Defence Demand Pushes Emesent Beyond Its Mining Roots
Construction and mining remain Emesent's two largest verticals, but the company told Forbes Australia that defence reconnaissance has become the fastest-growing opportunity since the Series A, and that a portion of the new capital will be directed toward meeting the resulting capacity pressure.
"We need to grow our factory capacity to meet demand," CFO David Nucifora told Forbes Australia, citing parallel growth in both the defence and core industrial businesses.
Traction in defence is documented rather than aspirational. In April 2026, the US Army selected Hovermap as one of six winners at its xTech|Live competition held in Miami. Emesent demonstrated the system's ability to deliver real-time 3D situational awareness for infantry operating in GPS-denied, smoke-filled environments. The same SLAM technology capable of scanning underground mining faces maps combat structures or disaster-recovery sites with equal fidelity.
Analysis
Placing this deal alongside Washington's approach makes the contrast stark. The Pentagon has been forcing a domestic industrial base into existence by taking equity stakes in drone start-ups; FCC Covered List designations have forced companies like Westmag to rebuild severed motor supply chains from scratch. The US strategy is to ban the competition first and then scramble to subsidise alternatives. Australia's strategy, at least in this case, is more direct: find the company that is already winning on merit, and lend it money to keep scaling.
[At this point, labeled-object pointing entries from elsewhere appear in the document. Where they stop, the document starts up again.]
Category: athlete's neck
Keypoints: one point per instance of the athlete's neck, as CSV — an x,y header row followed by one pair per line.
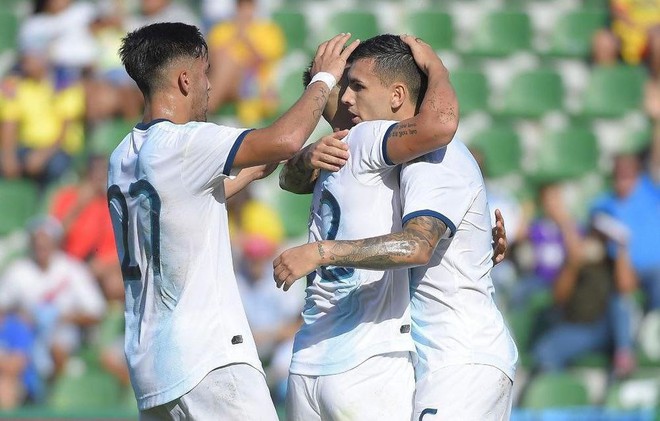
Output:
x,y
163,105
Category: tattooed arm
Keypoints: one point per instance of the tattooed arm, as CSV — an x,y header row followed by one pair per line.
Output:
x,y
300,172
413,246
436,122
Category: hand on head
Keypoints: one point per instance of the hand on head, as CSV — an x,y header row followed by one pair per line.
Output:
x,y
331,56
424,55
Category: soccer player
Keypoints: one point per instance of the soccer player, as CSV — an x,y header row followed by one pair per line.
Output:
x,y
352,355
189,348
466,356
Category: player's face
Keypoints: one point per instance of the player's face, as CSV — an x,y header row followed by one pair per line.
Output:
x,y
366,97
202,86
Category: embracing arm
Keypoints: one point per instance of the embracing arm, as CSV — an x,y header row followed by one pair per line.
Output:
x,y
285,137
413,246
329,153
245,177
437,121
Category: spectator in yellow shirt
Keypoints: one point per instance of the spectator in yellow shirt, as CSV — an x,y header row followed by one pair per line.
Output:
x,y
41,128
634,35
244,52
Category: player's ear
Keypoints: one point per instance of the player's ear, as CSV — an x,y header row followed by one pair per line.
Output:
x,y
398,96
184,82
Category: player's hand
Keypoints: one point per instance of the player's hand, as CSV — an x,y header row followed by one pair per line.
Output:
x,y
424,54
328,153
500,243
261,171
295,263
331,56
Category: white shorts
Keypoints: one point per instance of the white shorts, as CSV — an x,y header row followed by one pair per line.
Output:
x,y
465,392
381,388
232,392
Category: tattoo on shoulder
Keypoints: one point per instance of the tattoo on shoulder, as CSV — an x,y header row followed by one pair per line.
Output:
x,y
404,129
427,228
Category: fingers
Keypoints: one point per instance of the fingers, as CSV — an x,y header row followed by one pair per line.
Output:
x,y
340,134
348,50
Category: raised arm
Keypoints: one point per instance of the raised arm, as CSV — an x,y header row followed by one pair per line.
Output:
x,y
300,172
436,122
281,140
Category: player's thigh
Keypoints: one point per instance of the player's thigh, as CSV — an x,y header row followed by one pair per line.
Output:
x,y
302,402
471,392
381,388
236,391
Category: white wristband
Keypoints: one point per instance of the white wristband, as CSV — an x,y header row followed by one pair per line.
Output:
x,y
326,78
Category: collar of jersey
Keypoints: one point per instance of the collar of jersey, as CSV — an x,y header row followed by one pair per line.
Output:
x,y
145,126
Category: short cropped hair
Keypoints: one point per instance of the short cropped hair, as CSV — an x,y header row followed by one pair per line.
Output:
x,y
393,61
147,51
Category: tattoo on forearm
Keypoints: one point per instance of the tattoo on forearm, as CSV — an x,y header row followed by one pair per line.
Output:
x,y
403,129
391,250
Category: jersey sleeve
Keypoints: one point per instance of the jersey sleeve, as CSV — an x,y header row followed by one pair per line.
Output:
x,y
368,146
209,155
436,190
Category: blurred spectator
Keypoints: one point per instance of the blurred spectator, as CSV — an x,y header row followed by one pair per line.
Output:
x,y
244,52
155,11
635,202
18,377
83,211
40,125
274,317
592,309
634,35
57,292
542,254
58,25
110,91
516,214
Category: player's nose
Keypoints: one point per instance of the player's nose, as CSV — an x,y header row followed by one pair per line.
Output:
x,y
347,97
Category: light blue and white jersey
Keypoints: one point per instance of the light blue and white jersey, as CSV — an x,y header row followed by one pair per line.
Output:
x,y
455,319
351,315
184,315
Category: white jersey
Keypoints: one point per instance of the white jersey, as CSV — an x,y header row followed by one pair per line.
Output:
x,y
184,316
455,319
351,315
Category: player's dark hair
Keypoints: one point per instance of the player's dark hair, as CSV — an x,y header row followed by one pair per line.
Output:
x,y
393,61
147,51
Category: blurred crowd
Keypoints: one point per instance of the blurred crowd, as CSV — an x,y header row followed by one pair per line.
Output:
x,y
581,276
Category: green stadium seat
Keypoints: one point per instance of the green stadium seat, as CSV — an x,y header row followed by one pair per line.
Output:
x,y
434,27
290,90
361,24
8,30
18,204
500,147
565,154
294,211
472,90
105,136
571,36
501,33
294,26
91,389
533,93
554,390
613,91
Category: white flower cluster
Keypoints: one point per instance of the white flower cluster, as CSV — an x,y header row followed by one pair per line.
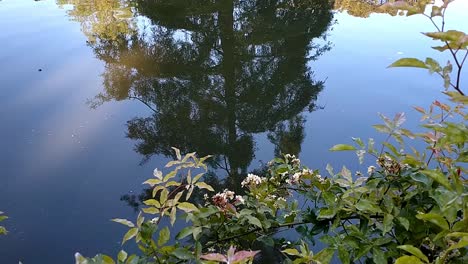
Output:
x,y
252,179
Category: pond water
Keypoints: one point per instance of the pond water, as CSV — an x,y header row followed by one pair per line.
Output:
x,y
94,94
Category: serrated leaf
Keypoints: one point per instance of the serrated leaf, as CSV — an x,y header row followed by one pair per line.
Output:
x,y
164,236
447,36
122,256
378,256
187,207
182,253
414,251
291,251
172,215
408,260
326,213
435,219
163,197
152,202
342,147
186,231
324,256
152,182
157,173
150,210
404,222
438,177
409,62
177,152
214,257
203,185
366,205
130,234
343,255
254,221
123,222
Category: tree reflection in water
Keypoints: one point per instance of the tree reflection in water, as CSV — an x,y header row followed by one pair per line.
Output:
x,y
213,74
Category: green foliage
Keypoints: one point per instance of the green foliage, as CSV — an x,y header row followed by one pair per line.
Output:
x,y
411,207
454,41
3,230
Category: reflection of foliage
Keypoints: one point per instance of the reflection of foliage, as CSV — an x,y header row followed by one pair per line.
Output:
x,y
411,208
105,19
363,8
454,41
288,137
216,72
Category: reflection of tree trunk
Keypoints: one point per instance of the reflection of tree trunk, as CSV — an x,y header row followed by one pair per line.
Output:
x,y
226,22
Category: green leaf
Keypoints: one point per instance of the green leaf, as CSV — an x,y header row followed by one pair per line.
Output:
x,y
122,256
324,256
462,243
366,205
435,219
172,215
203,185
342,147
186,231
408,260
414,251
177,151
163,197
130,234
378,256
343,255
448,36
152,202
326,213
291,251
196,232
123,222
254,221
187,207
182,253
164,236
436,11
409,62
382,129
387,223
438,177
152,182
359,142
404,222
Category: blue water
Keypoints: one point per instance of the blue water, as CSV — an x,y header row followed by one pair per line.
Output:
x,y
65,165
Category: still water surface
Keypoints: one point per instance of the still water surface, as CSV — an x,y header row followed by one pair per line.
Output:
x,y
94,94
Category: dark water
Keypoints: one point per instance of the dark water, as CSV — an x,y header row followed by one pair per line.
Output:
x,y
94,94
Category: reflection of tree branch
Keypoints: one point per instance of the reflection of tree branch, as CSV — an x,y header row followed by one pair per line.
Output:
x,y
147,104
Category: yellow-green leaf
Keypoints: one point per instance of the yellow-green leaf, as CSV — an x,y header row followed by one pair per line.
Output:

Emesent's merit case is solid. It has outcompeted every rival at GPS-denied mapping to earn deployments at 200-plus mine sites globally, and some of the early validation work was done on DJI airframes. Canberra evidently sees no shame in that history, because the frame was never the point — the intelligence layer above it is. That is why this round centres on Cortex AI and Aura rather than another hardware revision. The durable business is in autonomy and data, not hardware. By comparison, Skydio's $4.4 billion valuation rests in considerable part on regulatory moats rather than pure product competitiveness.
The cautionary note, however, is real. Government-led capital carries government-grade risk: the Australian federal government launched the first statutory review of the NRFC just days before this deal was announced, assessing whether the fund is still meeting its mandate. Watch whether that review endorses the venture debt model or constrains it. If the model survives, Emesent becomes a reference case for how a mid-sized allied nation can build sovereign drone capability without resorting to protectionism — and that is a model that will attract close study well beyond Australia.